Чем больше трубок телефонных,
Тем меньше тонов в голосах.
Чем больше объявлений брачных,
Тем меньше браков по любви.
Чем больше песенок кабачных,
Тем меньше трелят соловьи.
Чем больше танцев ресторанных,
Тем меньше ценящих балет.
Чем больше войн и боли в ранах,
Тем меньше, меньше в жизни лет!..

Игорь Северянин

Шатенка в розовом

Аллеей лиственниц иду вдоль озера.
Вода прозрачная у самых ног.
Навстречу девушка мелькает розово,
Чтобы мыслить горестно поэт не мог…
Аллея темная и тьмой тяжелая,
И тьма безрадостна, и тьма пуста.
А та сверкальная! А та веселая!
И упоенная такая та!
Неторопливые подходят окуни
И неподвижные в воде стоят,
Как будто думают о русом локоне,
О платье розовом мечту таят…

Игорь Северянин

Поэза твоих контрастов

Ты так ясна и, вместе с тем, туманна.
Ты так верна и, вместе с тем, обманна.
И нет к тебе дорог.
Уста чисты, — слов грешных ими хочешь.
Рыдая, ты отчаянно хохочешь.
Развратный облик строг.
Тебя не взять, пока ты не отдашься.
Тебя не брать — безбрачью ты предашься.
Как поступить с тобой?
Ты так горда и так несамолюбна.
Ты — без следа, но в мире златотрубна,
К тебе влекусь с мольбой.

Игорь Северянин

Баллада XV (Блюдите фронт, но вместе с тем)

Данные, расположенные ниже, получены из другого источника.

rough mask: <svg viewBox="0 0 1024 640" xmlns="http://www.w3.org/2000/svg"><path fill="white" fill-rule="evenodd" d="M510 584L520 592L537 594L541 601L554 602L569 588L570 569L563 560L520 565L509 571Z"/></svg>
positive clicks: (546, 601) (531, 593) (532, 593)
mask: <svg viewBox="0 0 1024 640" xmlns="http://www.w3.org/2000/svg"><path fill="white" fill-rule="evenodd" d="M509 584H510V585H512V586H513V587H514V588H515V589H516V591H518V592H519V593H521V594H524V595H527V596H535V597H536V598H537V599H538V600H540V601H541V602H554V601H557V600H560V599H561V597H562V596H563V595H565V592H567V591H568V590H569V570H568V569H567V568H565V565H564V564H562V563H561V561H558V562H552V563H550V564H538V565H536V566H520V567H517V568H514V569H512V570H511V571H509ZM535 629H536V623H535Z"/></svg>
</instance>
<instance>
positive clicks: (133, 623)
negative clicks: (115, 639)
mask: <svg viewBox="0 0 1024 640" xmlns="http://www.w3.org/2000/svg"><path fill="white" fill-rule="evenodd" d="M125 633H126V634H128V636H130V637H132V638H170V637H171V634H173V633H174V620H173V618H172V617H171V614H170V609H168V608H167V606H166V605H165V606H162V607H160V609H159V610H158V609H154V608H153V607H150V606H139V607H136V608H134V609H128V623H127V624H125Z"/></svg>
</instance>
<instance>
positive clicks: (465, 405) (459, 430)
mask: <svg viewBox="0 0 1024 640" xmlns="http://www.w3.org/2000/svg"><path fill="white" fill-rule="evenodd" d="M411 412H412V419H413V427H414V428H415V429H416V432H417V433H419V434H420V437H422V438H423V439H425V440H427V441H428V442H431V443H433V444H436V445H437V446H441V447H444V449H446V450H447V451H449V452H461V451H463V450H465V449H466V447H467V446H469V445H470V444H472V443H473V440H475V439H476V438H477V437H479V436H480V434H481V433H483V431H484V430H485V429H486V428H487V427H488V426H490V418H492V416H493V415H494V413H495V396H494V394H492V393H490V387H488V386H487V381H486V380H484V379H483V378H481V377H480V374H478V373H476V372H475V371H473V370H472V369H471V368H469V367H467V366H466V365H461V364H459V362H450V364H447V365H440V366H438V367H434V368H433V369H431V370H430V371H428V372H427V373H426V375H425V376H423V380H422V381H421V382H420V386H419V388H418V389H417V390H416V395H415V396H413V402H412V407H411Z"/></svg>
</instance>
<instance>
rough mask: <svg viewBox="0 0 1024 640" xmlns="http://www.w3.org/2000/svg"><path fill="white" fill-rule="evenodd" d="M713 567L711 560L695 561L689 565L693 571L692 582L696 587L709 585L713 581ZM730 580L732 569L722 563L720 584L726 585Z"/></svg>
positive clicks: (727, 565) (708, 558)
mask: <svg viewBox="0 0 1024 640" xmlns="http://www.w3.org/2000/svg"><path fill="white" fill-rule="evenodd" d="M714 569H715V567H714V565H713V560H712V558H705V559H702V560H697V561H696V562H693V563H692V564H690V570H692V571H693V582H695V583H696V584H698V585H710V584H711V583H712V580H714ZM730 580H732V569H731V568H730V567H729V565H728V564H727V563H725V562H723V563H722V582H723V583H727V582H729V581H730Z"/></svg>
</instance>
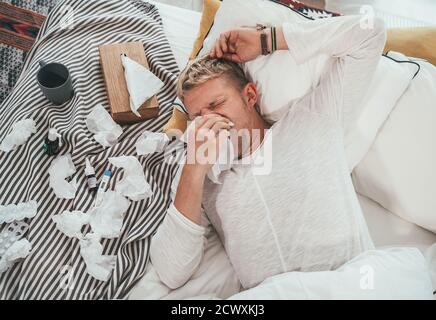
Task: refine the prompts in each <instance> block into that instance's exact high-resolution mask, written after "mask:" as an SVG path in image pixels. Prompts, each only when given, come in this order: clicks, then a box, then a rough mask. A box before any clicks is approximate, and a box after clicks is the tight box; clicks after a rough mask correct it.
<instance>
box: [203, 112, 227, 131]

Блюдите фронт, но вместе с тем
Немедленно в переговоры
Вступите с немцами, затем
Надеждой озарите взоры.
Ни вам — немецкие позоры,
Ни немцам — русские, — нужны
Тем и другим полей просторы
И ласка любящей жены!
Зачем же ужас вам? Зачем
Боль ран, и смерть, и все раздоры?
Чем оправдаете вы, чем
Пролитье крови? Мертвых хоры
Вас не тревожат? Их дозоры
В час полуночной тишины
Не вызывают вас на споры
О слезах любящей жены?
Нет во вселенной лучше тем,
Чем тема: лес, поля и горы.
Кто с этим несогласен — нем.
Кроту милее солнца — норы.
А как пленительны озера,
Бубенчик-ландыш, плеск луны,
Улыбка в небесах Авроры
И взоры любящей жены.
Иль мы поэты, фантазеры,
И вам в окопах не слышны
Ни наши нежные укоры,
Ни голос любящей жены?..

Игорь Северянин

Сонет студёный

Мы с ней идем над морем вдоль откоса:
Лазурен штиль в лучистом серебре,
И вкус прессованного абрикоса
Таит шиповник прелый на горе.
Студеный день склоняется к заре.
Четвертый солнца час прищурен косо.
Щетиною засохшего покоса
Мы с ней идем над морем в октябре.
Мучительно представить город нам, —
Ведь он нанес удар тем самым снам,
Которыми у моря мы томимы.
Но не могли забыть его совсем:
Еще вчера мы были в нем, — меж тем,
Как с нашим морем часто разлучимы.

Игорь Северянин

Звон лилий

Я грусть свою перегрущу —
Я утро в комнату впущу,
И, белой лилией дыша,
Оно, волнуясь и спеша,
Заполнить комнату мою
Всем тем — всем тем, что я люблю:
Прозолоченной белизной
И гор окружных крутизной,
Лазурью неба и волны.
И станут дни мои полны
Стихами, нежностью, и вновь
Неистребимая любовь
К Несуществующей впорхнет,
Как утро — в комнату, в мой гнет,
В нужду мою, в тоску, в мой стон.
О, лилий ароматный звон!
О, Адриатика моя
Я — снова я! Я — снова я!

Игорь Северянин

В блесткой тьме

В смокингах, в шик опроборенные, великосветские олухи
В княжьей гостиной наструнились, лица свои оглупив;
Я улыбнулся натянуто, вспомнив сарказмно о порохе.
Скуку взорвал неожиданно нео-поэзный мотив.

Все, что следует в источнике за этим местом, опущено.